Bei dem Antragsteller handelt es sich zumindest (in Abgrenzung zum Nichtlandwirt) um einen nicht leistungsfähigen Landwirt, der auch durch den Zuerwerb der streitigen Fläche nicht leistungsfähig würde.

Dabei kann dahingestellt bleiben, ob er über die behaupteten angepachteten Flächen von ca. 6 Hektar zur landwirtschaftlichen Nutzung und die angegebene Anzahl von Schafen verfügt. Zumindest in Bezug auf die Anzahl der Schafe bestehen insoweit allein aufgrund der eigenen Angaben des Antragstellers erhebliche Bedenken. Während er zunächst vortragen ließ, einen Bestand von 55 Mutterschafen zu haben (Bl. 90 GA) waren es kurze Zeit später nach seinem Vortrag 19 weibliche Kamerunschafe, 3 Kamerunschafböcke, 65 Heidschnucken-Mutterschafe mit Lamm bei Fuß und ein gekörnter Heidschnuckenbock (Bl. 112 GA). Gegenüber der land- und forstwirtschaftlichen Berufsgenossenschaft hat er schließlich angegeben, im Besitz von 85 Mutterschafen und 55 Lämmern zu sein (Bl. 124 GA).

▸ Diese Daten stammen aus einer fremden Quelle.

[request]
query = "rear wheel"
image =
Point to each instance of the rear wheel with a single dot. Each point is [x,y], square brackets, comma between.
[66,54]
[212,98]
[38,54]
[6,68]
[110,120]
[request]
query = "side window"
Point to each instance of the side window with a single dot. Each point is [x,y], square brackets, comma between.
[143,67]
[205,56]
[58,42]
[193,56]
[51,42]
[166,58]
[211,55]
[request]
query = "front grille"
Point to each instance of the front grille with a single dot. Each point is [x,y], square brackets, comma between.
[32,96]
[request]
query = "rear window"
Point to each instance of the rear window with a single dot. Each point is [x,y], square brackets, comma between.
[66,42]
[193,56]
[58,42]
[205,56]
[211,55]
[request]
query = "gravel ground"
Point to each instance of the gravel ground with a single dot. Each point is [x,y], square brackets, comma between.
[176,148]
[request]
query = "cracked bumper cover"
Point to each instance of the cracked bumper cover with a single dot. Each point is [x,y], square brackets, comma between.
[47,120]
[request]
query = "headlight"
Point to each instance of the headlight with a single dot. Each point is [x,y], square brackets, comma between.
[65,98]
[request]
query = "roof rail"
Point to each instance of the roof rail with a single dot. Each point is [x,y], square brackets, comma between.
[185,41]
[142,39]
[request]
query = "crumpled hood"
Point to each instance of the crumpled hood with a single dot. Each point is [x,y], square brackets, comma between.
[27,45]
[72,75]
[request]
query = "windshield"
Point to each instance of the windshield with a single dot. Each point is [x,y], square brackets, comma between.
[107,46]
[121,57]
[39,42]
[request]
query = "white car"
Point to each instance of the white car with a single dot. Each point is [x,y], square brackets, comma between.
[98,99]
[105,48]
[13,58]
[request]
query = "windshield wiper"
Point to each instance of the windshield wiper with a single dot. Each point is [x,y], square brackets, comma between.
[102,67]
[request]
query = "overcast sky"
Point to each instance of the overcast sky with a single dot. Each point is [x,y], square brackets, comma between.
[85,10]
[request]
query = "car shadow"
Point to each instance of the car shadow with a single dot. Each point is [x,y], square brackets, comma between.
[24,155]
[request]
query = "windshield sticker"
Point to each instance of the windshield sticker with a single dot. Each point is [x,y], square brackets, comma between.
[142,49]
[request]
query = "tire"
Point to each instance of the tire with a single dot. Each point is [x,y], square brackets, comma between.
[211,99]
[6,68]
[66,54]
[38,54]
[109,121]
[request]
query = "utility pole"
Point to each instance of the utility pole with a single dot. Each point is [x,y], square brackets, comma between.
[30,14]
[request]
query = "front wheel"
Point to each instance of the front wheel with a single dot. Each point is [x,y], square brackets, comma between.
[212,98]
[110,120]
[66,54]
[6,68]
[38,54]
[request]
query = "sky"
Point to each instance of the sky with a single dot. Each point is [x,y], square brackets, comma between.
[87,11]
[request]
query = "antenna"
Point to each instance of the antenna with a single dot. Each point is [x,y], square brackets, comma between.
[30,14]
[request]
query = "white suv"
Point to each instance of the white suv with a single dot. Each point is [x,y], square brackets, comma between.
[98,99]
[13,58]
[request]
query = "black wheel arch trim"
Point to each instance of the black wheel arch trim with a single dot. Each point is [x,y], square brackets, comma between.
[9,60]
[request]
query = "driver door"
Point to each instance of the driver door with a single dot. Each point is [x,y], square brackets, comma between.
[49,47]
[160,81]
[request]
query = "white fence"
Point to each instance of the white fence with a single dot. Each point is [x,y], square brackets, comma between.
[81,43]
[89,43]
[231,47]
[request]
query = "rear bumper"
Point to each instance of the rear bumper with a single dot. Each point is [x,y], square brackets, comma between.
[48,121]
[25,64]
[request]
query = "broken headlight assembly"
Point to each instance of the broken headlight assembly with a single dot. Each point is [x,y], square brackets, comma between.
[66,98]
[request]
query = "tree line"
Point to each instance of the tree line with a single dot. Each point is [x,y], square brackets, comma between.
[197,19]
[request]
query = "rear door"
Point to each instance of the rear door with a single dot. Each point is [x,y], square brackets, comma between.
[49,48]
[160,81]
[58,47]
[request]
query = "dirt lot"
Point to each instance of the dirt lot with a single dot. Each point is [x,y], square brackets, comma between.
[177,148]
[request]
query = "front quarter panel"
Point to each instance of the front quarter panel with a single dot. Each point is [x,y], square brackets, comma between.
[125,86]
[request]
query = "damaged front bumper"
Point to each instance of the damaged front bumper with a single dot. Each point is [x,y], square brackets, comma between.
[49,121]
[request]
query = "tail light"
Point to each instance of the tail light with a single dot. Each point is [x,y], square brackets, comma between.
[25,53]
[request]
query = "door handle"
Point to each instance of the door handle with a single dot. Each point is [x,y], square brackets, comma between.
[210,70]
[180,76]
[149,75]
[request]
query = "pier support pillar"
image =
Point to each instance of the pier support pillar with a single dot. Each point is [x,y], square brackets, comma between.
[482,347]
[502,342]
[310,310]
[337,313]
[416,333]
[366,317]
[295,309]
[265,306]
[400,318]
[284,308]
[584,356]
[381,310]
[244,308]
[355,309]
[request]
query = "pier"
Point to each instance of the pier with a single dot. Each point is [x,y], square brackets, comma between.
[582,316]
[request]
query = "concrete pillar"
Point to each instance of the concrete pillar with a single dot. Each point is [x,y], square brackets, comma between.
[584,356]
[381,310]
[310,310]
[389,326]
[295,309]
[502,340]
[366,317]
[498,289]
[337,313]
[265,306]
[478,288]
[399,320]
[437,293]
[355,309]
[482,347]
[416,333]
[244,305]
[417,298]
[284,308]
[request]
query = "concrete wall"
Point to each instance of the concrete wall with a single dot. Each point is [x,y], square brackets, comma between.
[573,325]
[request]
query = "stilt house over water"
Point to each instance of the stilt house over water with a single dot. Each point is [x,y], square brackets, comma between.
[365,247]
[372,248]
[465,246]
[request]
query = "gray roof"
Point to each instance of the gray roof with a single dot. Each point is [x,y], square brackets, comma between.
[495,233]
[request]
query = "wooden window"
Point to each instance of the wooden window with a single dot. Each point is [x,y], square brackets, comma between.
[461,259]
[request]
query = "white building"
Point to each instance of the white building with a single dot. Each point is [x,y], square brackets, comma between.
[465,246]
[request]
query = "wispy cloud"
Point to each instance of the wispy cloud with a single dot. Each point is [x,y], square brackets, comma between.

Es kann jedenfalls nicht davon ausgegangen werden, dass der Antragsteller über die für einen leistungsfähigen Nebenerwerbslandwirt notwendige Hofstelle verfügt.

Eine nebenberufliche landwirtschaftliche Tätigkeit setzt eine Hofstelle voraus (Lenz, Grundstücksverkehrsgesetz, 2. Aufl., S. 462). Das Fehlen einer kompletten Hofstelle kann nur dann als entbehrlich angesehen werden, wenn die vorhandenen Wirtschafträume für die gegenwärtige Wirtschaftsform ausreichen (Netz, a. a. O., S. 478).

Auf die fehlende Existenz einer Hofstelle, zumindest aber einer fehlenden Vorhaltung von Wirtschaftsgebäuden hat die Antragsgegnerin bereits in ihrem Schriftsatz vom 29. Juni 2005 hingewiesen (Bl. 102 GA). Der Antragsteller hat auch selbst nicht behauptet, über entsprechende Gebäude zu verfügen. Es muss deshalb davon ausgegangen werden, dass er nicht einmal im Besitz eines Stalles für seine angeblichen Schafe ist. Die Eigenschaft eines leistungsfähigen Nebenerwerbslandwirts fehlt ihm deshalb bereits aus diesem Grund.

Andererseits kann ohne weiteres angenommen werden, dass der Interessent Nußbaum auf den Landerwerb dringend angewiesen ist. Die Parzelle liegt in unmittelbarer Nähe seiner Hofstelle (Schreiben der Antragsgegnerin vom 17. Januar 2005 an die Siedlungsbehörde, Bl. 57 d. BA). Darüber hinaus führt der Erwerb der Parzelle zur Verbesserung der Bewirtschaftungsgrundlagen des Betriebes des Interessenten N... (Bl. 39 GA).

Nach alledem würde die beantragte Erteilung der Genehmigung nach dem Grundstücksverkehrsgesetz zu einer ungesunden Bodenverteilung führen.

Die Kostenentscheidung folgt aus den §§ 44 Abs. 1, 45 Abs. 1 LwVG.

Die Festsetzung des Geschäftswertes für das Beschwerdeverfahren ergeht aufgrund der §§ 36 Abs. 1 S. 1, 37 LwVG, 20 Abs. 1 KostO.

Die Rechtsbeschwerde war nicht zuzulassen, da die Sache keine grundsätzliche Bedeutung hat (§ 24 Abs. 1 S. 2 LwVG).